Onzième épisode.
«
C'était votre premier contact avec cet homme, celui de T cinquante ? »
interrompe-je mon hôte.
« - Absolument ! Mais je ne savais pas
encore qui il était. Simplement qu'il venait de mon futur et semblait me
connaître. Inutile de vous dire que j'étais particulièrement troublé par cette
rencontre. Et la suite de la soirée a été pénible : pas par la forme et son
contenu habituel, même pour mes visiteuses noctambules, mais pour mon mental !
Un fruit avant de passer au salon. À
moins que vous m'autorisiez à fumer mon cigarillo quotidien sur la terrasse. Il
va y faire frais, mais vous êtes la bienvenue. »

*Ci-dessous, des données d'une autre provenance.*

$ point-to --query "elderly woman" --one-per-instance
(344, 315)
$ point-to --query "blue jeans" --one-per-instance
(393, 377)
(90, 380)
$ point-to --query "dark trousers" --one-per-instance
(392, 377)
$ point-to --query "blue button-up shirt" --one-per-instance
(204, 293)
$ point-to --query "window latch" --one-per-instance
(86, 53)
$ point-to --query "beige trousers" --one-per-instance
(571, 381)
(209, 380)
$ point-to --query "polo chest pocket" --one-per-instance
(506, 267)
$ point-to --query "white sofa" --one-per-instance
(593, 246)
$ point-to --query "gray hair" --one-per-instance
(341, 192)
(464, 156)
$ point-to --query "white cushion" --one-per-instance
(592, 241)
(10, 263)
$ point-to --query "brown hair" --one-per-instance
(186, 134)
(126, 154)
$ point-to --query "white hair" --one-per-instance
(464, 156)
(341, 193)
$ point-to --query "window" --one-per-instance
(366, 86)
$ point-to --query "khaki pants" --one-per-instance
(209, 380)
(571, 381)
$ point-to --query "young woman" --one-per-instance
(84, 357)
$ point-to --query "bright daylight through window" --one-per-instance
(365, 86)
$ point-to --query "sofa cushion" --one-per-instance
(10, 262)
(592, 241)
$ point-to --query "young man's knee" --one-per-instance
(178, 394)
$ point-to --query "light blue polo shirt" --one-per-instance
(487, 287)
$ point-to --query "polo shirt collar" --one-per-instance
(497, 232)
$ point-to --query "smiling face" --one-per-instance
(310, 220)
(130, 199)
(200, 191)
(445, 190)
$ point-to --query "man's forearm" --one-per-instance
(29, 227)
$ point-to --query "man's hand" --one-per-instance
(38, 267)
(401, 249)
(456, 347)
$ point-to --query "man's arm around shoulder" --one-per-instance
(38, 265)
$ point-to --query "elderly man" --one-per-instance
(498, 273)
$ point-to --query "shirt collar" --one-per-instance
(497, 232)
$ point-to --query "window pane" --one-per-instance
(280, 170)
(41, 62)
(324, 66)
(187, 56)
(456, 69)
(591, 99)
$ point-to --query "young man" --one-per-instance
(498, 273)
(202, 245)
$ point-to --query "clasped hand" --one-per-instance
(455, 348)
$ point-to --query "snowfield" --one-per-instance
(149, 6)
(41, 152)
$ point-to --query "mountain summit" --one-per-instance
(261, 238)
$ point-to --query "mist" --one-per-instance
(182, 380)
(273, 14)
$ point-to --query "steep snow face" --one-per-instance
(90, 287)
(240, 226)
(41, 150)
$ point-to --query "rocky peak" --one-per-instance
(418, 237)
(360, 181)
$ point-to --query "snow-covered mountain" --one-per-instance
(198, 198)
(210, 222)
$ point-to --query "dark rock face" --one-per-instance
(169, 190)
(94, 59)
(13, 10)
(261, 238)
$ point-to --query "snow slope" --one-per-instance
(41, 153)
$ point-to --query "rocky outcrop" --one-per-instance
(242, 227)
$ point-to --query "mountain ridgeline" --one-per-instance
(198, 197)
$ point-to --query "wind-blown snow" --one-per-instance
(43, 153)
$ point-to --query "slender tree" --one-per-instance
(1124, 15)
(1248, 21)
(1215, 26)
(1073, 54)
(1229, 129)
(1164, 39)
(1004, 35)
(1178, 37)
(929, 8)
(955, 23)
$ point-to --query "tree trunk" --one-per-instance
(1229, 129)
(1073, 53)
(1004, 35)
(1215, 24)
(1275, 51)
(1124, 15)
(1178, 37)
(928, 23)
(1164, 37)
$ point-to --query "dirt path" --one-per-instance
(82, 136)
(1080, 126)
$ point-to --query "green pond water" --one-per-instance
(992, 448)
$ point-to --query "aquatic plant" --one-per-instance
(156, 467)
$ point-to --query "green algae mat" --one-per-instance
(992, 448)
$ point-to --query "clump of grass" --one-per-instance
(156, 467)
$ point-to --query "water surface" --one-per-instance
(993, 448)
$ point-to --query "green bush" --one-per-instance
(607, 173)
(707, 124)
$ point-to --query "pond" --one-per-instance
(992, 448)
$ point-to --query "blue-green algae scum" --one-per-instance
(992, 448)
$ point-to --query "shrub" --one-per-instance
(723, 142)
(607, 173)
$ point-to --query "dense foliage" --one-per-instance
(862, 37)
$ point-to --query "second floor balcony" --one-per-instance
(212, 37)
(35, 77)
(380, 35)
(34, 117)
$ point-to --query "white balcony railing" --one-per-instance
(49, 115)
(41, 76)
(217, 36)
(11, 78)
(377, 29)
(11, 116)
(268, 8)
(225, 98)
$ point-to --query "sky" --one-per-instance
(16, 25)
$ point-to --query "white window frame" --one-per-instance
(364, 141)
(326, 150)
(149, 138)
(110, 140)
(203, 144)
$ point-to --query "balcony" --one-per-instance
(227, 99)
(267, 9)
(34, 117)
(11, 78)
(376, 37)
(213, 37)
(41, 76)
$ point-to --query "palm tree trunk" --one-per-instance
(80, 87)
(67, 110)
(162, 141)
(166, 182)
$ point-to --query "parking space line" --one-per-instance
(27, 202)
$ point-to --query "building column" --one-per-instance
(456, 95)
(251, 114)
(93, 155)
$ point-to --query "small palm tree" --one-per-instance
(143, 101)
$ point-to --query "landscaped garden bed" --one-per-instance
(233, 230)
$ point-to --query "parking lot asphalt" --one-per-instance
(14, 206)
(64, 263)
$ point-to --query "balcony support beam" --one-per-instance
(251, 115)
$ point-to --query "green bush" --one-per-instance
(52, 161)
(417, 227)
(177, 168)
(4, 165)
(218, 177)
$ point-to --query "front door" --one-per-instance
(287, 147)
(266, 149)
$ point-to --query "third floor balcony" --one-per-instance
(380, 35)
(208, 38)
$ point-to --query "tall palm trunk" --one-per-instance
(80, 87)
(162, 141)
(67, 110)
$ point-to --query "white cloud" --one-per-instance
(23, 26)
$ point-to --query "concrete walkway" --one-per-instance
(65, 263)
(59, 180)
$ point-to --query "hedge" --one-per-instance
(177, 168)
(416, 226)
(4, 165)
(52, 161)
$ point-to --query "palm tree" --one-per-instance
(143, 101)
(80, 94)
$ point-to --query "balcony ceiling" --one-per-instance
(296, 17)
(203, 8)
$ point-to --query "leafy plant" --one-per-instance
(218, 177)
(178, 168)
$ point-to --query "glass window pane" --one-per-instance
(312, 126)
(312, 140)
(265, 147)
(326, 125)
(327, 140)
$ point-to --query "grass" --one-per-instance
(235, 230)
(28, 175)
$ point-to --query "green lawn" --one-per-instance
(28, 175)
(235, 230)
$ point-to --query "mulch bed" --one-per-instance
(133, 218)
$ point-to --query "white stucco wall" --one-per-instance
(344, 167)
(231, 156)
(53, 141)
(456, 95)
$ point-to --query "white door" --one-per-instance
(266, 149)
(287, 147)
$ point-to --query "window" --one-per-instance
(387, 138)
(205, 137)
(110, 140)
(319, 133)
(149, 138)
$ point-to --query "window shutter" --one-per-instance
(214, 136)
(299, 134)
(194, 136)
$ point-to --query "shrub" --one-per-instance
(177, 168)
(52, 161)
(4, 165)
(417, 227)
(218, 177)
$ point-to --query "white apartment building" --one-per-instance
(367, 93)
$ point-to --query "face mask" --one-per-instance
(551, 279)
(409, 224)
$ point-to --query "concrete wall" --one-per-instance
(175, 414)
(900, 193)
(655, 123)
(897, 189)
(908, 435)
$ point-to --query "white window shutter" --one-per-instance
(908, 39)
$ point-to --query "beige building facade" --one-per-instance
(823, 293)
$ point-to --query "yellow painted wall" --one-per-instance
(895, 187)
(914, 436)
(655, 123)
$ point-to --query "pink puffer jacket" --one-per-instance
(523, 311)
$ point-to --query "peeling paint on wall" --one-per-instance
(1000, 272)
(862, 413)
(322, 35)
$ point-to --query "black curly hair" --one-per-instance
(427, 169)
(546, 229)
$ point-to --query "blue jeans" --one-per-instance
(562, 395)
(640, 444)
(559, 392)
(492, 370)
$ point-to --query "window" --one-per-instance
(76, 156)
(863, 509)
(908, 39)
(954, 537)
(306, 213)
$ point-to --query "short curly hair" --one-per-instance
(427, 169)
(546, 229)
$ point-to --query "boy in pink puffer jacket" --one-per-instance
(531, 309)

J'ai pris une clémentine, un vêtement,
et nous avons franchi ensemble la porte vitrée, laissant mon hôte profiter de
son cigare à l'odeur forte.
« Je ne fume pas à l'intérieur : ça
empesterait au petit matin ! Et je déteste l'odeur. Mais je n'ai pas pu
renoncer à ce petit plaisir. Un vieux garçon, chère Madame ! On ne se refait
plus, à mon âge. »
Nous avons donc continué à papoter sur
la terrasse, la mer d'un noir d'encre à nos pieds, quelques dizaines de mètres
plus bas, le ciel zébré par l'éclat du phare plus haut à gauche.
Et il reprit son récit.
Ce n'est que quelques jours plus tard
que Pierre Lierreux retrouve Pery. Ils se cherchaient mutuellement.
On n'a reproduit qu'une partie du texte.